En ese estado de ánimo pasaba de buena mañana cerca de un kiosco de prensa, anclado en la misma esquina desde que yo tenga recuerdo. En su interior una muchacha veía discurrir las horas, la mejilla apoyada en la mano, la mirada ausente, inserta en una triste mandorla de escasez. En los tiempos predigitales los kioscos eran lugares concurridísimos, hiperactivos, abigarrados bodegones con mesas supletorias que desbordaban casi la acera: prensa nacional e internacional, toda clase de revistas, colecciones de miniaturas, discos y libros. En los kioscos del final del milenio uno podía adquirir la Historia de las Religiones de Mircea Eliade, la Anábasis de Jenofonte, el Ulises de Joyce, Jara y Sedal, los últimos cuartetos de Beethoven y una revista de porno fino y alejarse silbando. Como tantas otras profesiones, la de kiosquero experimenta una decadencia cierta, tristísima, irreversible.
He percibido en las redes sociales una abierta sorna ante quienes miran con inquietud los avances de la inteligencia artificial. El horror a caer en un feo conservadurismo —el conservadurismo no es sexy, eso lo saben perfectamente los creativos publicitarios— celebra la aniquilación de un mundo y lleva a confesos izquierdistas a apostar por «soluciones creativas y eficientes», tanto en lo tecnológico como en lo moral, de un modo que hubiera alarmado hasta a Milton Friedman. A veces me parece que el no parecer conservadores (signifique eso lo que signifique) es hoy la única señal distintiva de la izquierda.

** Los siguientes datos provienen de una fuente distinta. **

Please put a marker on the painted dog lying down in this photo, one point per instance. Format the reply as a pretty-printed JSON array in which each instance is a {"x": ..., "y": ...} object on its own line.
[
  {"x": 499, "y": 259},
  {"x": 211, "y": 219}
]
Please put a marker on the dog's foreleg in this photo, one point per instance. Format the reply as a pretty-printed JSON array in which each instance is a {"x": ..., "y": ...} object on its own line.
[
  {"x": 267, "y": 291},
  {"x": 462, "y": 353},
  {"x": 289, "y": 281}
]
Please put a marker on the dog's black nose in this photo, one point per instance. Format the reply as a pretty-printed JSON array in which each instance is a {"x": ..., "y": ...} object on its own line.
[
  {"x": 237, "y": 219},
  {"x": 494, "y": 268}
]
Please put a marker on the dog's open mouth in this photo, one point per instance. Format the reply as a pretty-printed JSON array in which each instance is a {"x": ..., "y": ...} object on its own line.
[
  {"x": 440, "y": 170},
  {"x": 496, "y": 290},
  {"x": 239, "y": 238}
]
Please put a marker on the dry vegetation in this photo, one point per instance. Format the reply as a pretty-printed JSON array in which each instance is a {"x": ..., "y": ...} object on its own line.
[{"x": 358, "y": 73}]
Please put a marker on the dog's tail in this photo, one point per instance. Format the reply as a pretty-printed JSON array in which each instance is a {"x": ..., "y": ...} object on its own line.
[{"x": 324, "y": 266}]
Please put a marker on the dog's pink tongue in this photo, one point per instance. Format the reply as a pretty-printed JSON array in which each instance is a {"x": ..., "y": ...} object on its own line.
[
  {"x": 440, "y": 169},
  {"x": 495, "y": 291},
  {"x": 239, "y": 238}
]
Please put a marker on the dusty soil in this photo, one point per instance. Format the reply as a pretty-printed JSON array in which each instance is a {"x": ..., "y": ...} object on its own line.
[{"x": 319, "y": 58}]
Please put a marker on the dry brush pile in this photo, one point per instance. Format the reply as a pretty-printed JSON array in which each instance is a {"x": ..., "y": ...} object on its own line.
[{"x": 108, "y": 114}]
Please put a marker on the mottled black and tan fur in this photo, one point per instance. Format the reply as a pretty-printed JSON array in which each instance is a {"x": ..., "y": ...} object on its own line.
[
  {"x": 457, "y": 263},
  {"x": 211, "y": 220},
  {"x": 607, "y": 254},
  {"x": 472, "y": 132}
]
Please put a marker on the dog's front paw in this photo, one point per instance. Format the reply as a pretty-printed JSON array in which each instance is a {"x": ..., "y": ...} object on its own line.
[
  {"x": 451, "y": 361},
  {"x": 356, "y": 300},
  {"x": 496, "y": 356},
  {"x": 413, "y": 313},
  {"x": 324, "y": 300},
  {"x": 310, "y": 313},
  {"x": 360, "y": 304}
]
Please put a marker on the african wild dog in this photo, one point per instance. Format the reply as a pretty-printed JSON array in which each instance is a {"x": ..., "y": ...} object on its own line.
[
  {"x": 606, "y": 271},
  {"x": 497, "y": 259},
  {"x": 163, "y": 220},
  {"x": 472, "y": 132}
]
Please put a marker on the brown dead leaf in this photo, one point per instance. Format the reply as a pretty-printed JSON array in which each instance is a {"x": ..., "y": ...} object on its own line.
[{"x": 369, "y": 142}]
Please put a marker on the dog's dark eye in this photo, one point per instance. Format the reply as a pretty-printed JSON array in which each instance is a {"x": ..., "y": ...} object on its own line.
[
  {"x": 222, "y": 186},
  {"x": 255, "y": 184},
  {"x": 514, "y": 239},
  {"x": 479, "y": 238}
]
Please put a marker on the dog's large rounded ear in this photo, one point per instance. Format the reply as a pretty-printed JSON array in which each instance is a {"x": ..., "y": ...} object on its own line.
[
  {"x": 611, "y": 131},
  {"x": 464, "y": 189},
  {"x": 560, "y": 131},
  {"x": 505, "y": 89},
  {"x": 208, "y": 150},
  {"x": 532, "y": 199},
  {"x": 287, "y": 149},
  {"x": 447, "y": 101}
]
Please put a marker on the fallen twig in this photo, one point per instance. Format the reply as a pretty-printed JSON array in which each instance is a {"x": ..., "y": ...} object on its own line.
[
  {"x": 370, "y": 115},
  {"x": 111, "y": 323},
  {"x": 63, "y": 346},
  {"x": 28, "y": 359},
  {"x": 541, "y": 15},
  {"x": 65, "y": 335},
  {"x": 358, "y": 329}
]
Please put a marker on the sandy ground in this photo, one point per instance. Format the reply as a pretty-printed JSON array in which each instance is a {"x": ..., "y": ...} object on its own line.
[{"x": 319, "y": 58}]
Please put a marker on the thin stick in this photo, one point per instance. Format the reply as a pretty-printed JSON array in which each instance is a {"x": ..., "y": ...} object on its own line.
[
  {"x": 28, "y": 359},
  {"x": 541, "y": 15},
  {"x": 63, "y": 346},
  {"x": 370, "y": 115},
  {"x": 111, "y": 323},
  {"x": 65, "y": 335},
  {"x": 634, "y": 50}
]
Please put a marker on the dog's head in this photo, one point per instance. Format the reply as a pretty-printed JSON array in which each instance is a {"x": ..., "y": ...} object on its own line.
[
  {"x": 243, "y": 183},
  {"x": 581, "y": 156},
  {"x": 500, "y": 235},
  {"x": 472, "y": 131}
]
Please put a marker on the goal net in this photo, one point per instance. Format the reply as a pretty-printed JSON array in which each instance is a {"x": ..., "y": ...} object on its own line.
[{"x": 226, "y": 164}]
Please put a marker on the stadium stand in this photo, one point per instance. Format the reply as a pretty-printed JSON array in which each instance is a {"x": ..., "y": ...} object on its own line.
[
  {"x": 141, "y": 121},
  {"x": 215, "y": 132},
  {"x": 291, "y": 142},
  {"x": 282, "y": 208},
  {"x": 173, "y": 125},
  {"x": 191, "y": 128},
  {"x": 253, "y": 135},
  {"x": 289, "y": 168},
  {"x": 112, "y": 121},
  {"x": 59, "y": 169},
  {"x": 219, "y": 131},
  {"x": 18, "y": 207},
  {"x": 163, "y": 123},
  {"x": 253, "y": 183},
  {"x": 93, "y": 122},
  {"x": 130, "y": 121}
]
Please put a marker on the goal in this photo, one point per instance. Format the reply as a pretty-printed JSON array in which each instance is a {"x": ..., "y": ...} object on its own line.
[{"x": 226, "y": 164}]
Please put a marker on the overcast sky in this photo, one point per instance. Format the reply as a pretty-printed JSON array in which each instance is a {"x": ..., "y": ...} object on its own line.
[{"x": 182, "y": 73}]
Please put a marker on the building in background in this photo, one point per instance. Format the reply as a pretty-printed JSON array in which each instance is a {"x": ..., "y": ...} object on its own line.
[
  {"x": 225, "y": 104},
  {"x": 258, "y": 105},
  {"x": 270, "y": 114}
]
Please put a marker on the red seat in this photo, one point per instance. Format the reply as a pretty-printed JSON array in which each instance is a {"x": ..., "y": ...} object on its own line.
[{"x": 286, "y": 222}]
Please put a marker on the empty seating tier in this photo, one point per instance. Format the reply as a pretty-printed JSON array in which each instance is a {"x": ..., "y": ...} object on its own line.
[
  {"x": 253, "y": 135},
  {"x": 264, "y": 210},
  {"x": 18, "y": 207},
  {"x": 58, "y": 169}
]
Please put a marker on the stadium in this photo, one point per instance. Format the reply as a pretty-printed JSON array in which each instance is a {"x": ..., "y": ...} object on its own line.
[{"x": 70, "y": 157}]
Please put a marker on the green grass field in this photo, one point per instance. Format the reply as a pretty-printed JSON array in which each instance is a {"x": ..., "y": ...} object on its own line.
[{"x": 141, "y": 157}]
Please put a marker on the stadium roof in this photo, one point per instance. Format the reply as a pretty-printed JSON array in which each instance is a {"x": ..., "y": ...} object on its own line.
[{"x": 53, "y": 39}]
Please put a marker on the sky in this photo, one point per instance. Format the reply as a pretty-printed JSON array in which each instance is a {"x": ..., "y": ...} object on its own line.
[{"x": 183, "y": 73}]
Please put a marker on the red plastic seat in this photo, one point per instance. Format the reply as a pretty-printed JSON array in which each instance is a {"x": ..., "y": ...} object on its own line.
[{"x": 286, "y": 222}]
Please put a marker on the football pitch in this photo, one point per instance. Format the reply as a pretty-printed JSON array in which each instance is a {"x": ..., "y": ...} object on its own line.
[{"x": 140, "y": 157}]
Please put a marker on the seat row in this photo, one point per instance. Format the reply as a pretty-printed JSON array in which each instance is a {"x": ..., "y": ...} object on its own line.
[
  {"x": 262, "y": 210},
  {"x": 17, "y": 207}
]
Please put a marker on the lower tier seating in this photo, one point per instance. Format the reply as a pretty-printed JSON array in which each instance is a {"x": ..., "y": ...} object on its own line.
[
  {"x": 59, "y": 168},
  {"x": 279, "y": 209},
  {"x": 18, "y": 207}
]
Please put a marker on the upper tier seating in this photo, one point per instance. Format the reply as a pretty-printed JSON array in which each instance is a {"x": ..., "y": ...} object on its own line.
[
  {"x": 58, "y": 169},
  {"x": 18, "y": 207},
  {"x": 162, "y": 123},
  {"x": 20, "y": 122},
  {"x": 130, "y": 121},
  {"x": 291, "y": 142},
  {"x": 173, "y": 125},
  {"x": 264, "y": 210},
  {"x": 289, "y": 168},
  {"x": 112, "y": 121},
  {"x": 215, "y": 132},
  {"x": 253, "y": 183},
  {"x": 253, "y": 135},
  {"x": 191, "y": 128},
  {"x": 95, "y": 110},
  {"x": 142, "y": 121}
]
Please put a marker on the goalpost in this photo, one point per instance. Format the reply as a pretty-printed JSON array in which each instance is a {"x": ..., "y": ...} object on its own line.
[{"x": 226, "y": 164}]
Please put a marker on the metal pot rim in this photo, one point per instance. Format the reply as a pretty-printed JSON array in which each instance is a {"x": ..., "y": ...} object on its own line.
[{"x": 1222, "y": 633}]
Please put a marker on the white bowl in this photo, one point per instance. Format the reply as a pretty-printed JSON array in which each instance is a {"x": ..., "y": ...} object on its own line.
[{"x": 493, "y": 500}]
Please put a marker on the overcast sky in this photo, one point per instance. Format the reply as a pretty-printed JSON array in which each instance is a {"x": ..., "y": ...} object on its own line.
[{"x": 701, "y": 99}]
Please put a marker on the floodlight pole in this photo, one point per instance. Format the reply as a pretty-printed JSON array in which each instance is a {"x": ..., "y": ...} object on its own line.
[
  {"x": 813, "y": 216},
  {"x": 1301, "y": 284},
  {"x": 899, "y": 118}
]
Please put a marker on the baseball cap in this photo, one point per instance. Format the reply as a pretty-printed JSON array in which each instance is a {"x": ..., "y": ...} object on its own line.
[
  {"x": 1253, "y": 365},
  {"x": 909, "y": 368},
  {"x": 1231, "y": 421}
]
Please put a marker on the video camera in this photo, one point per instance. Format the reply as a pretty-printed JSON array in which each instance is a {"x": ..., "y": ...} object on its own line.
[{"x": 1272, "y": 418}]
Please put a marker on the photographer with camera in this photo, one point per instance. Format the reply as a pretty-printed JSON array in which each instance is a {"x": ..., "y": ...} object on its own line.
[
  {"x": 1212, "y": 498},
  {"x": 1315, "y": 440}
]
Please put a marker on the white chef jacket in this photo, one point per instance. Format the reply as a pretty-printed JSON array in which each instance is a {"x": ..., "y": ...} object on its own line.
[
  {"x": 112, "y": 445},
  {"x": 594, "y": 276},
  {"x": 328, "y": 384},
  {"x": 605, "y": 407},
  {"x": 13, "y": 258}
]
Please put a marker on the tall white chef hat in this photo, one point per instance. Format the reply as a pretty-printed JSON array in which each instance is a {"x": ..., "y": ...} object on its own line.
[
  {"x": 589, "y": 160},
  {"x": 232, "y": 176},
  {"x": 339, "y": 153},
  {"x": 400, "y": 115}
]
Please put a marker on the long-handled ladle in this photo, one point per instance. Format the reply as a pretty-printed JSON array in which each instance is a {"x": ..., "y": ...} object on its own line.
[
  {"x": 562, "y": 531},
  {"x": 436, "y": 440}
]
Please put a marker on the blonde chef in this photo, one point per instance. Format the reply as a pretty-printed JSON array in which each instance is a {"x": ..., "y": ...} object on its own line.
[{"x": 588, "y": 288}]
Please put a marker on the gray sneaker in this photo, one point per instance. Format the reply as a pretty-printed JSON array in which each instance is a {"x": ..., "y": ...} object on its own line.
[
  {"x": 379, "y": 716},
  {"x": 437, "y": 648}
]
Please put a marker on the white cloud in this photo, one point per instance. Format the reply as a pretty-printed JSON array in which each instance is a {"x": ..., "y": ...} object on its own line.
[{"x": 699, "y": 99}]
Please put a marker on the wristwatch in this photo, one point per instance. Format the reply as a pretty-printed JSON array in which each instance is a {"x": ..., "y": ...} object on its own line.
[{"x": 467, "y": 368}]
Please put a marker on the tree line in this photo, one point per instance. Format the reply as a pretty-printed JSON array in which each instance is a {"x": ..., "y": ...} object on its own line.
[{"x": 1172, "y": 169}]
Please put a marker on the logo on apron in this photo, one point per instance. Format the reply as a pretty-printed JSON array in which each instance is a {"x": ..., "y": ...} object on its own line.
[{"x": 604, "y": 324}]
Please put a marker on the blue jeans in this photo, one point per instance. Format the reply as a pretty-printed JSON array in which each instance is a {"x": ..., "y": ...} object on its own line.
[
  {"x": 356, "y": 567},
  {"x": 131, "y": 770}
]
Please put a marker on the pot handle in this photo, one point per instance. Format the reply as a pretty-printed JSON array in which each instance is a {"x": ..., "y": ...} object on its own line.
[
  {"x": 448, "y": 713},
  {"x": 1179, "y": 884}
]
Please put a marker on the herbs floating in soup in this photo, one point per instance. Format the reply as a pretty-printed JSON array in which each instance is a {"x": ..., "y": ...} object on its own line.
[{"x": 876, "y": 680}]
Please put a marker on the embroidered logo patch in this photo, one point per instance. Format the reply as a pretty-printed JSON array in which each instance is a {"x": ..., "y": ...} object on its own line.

Puede resultar truculento hablar de la aniquilación de un mundo, lo admito; pero cómo no ver que esa tecnología destruirá de nuevo oficios y modos de ganarse la vida para beneficiar a una élite ambiciosa, como ocurrió durante la primera oleada digital. Entonces dio comienzo la demolición de la prensa y la industria discográfica, aplaudida por los mismos, los que sostenían que no se pueden poner puertas al campo.
El progreso no es una flecha hacia delante, a veces el tiempo supone un fracaso. El melancólico paseante ve también cómo los centros de las ciudades están ocupados ahora por franquicias. Apenas quedan negocios de particulares, ineficientes e incapaces de adaptarse, según el fervor del economista liberal. Esto no solo lleva a la uniformización de las ciudades, no es tan solo una cuestión estética; también tiene sus implicaciones políticas: aquellos negocios, eran una extensión de la personalidad de sus propietarios, ciudadanos libres. El franquiciado no deja de ser un asalariado, un súbdito.
Claro está que confundimos la decadencia del mundo con la nuestra, pero sin incurrir en la jeremiada (pecado de vejez desde que el mundo es mundo) mantengamos una rebeldía interior, especialmente ante las franquicias ideológicas, las que no permiten el menor disenso. Pero de eso hablaremos otro día.